The mystery of Joseph Arch’s plaster hands
One hand forms a light fist – the other relaxed, as though sleeping. The passing of years has given the plaster almost the colour of skin, the fingers looking almost nicotine-stained.
The plaster-cast hands of Joseph Arch (10/11/1826-12/02/1919) are very personal objects. One theory for their existence is that they were cast in place of a death mask, to reflect Arch’s agricultural background.
To a labourer, life is lived through their hands.
The fact is, we do not know why they were cast. While the hands remain a mystery, however, the man does not.
Joseph Arch started life as an agricultural labourer in the village of Barford, Warwickshire, getting his first job at the age of nine as a bird-scarer, working 12-hour days for a wage of 4d. a week.
When his father died Arch inherited his home, qualifying him for the vote through the 40 Shilling Freeholder Franchise, and in February 1872 a group of local labourers invited him to speak at an event in the village of Wellesbourne. The union formed on that day there went on to become the National Agricultural Labourers Union (NALU).
Prior to the forming of the NALU, the agricultural labourer faced many difficulties such as underpayment, malnutrition and little to no education. While the condition of workmen in other industries improved, the condition of agricultural labourers remained the same.
This discontent led to the establishment of the NALU, which helped to improve the conditions of the agricultural labourer such as gaining the right to vote and so become a free man. The union, which started with small numbers, eventually reached a peak in membership totalling 86,214 in 1874, mostly due to Arch’s leadership and inspiring speeches which encouraged people to join the union. This was no small feat considering many labourers did not own their own homes (increasing risk of eviction for their politics), moved around the country and had little money for union funding.
The union, although it collapsed in 1896, was resurrected as the National Union of Agricultural and Allied Workers in 1906, which represented farmworkers until 1982. After merging with other unions, over time, it eventually formed the Unite the Union in 2007.

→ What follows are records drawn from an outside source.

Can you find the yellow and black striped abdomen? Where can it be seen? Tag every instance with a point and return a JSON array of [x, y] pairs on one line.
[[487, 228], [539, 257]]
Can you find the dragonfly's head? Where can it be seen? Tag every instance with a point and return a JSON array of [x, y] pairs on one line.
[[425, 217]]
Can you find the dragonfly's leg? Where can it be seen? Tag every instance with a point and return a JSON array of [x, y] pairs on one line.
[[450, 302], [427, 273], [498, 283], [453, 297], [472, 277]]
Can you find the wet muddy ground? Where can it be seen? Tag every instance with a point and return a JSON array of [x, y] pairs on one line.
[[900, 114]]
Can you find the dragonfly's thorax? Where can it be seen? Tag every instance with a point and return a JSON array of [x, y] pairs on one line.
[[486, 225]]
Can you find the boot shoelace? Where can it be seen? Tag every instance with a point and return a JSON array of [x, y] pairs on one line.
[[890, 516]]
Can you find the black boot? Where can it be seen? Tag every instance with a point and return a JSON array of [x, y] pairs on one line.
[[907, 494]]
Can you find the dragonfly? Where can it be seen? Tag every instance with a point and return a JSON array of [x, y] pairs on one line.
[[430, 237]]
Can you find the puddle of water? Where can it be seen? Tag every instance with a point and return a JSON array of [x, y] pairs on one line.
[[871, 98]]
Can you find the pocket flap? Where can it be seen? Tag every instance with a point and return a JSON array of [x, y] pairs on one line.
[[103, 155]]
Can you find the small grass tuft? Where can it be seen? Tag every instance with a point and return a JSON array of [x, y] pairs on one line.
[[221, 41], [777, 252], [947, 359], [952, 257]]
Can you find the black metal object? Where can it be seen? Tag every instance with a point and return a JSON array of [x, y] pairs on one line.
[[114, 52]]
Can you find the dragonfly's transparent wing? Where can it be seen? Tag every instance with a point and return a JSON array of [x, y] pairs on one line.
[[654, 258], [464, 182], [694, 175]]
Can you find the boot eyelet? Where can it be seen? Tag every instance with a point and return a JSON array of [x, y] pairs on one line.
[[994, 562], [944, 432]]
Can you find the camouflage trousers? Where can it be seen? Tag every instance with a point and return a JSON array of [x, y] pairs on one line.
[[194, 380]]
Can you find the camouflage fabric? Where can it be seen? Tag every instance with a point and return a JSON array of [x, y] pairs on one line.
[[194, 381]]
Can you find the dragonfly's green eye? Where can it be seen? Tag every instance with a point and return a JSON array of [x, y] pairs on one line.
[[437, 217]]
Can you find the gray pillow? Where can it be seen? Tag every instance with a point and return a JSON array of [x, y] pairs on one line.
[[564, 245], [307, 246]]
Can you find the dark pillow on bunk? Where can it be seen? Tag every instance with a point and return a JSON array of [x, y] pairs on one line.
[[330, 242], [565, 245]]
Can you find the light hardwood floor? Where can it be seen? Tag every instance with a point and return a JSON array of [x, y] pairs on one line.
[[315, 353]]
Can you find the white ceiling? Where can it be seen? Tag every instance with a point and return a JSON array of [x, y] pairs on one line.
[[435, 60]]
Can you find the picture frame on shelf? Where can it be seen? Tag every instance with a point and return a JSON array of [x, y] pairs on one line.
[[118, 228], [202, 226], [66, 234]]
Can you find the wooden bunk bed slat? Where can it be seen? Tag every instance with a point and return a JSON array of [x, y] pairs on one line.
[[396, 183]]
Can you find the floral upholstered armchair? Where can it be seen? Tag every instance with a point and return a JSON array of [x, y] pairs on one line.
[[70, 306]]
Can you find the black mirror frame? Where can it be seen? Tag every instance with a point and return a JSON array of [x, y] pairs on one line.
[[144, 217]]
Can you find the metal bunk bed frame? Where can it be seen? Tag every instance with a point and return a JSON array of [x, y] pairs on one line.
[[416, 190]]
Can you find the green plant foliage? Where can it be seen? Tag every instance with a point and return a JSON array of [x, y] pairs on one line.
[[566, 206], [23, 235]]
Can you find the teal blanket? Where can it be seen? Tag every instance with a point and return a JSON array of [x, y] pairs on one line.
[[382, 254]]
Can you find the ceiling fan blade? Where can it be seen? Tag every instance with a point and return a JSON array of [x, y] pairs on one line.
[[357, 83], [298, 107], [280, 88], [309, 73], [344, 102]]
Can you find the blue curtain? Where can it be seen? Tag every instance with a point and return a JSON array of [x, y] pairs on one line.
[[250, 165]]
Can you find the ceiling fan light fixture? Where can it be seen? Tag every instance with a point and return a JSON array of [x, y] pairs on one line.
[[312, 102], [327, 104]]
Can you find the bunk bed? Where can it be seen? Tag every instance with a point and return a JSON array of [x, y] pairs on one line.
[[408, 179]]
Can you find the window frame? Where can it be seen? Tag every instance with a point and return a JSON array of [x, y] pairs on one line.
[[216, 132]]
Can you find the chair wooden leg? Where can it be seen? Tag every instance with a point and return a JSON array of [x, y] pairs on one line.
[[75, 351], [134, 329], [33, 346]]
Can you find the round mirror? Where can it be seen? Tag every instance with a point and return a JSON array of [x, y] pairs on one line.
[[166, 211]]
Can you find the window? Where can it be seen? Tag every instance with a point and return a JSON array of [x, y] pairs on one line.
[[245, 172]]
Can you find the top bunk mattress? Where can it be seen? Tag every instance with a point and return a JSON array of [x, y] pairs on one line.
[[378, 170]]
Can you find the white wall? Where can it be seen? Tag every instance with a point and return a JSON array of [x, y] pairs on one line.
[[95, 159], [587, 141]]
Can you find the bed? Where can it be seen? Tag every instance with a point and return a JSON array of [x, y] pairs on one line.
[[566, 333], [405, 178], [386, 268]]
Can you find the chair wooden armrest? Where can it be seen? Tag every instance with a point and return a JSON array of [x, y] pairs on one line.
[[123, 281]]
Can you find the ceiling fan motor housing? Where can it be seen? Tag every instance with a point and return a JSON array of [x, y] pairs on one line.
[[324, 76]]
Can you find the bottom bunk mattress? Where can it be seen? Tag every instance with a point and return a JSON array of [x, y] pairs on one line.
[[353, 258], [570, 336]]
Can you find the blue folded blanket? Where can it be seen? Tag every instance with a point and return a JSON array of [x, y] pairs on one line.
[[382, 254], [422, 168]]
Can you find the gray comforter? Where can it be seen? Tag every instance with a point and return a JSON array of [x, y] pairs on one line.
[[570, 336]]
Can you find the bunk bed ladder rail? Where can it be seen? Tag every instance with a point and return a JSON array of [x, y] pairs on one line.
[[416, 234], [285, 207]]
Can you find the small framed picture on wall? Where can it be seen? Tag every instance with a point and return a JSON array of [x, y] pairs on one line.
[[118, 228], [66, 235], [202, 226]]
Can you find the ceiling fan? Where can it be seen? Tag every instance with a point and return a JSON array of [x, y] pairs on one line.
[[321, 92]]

We hold Joseph Arch’s personal diary in our archives, and the plaster-cast hands also inspired our poet-in-residence Jack Thacker’s volume Handling.
While Arch began as a labourer, his hands do not have the heavy, calloused and weather-beaten appearance of a working person’s hands, indicating that these casts were made when Joseph Arch was no longer a practising labourer. In fact, Arch was the first agricultural labourer to become a Member of Parliament, and was elected twice by voters in North West Norfolk. As an MP Arch agitated for extending the voting franchise, but in time people began to view him as out of touch, leading to songs such as:
Joseph Arch he stole a march,
Upon a spotted cow.
He scampered off to Parliament,
But where is Joseph now?
Chris Bryant, Parliament, the Biography, London 2014, vol.2, pp.198-9
The plaster hands do somewhat resemble hands when they are used to write something, however. Therefore, it could be possible that a statue of Joseph Arch where he wrote one of his inspiring speeches was planned, with a pen inserted into the hand once the sculpture was being made.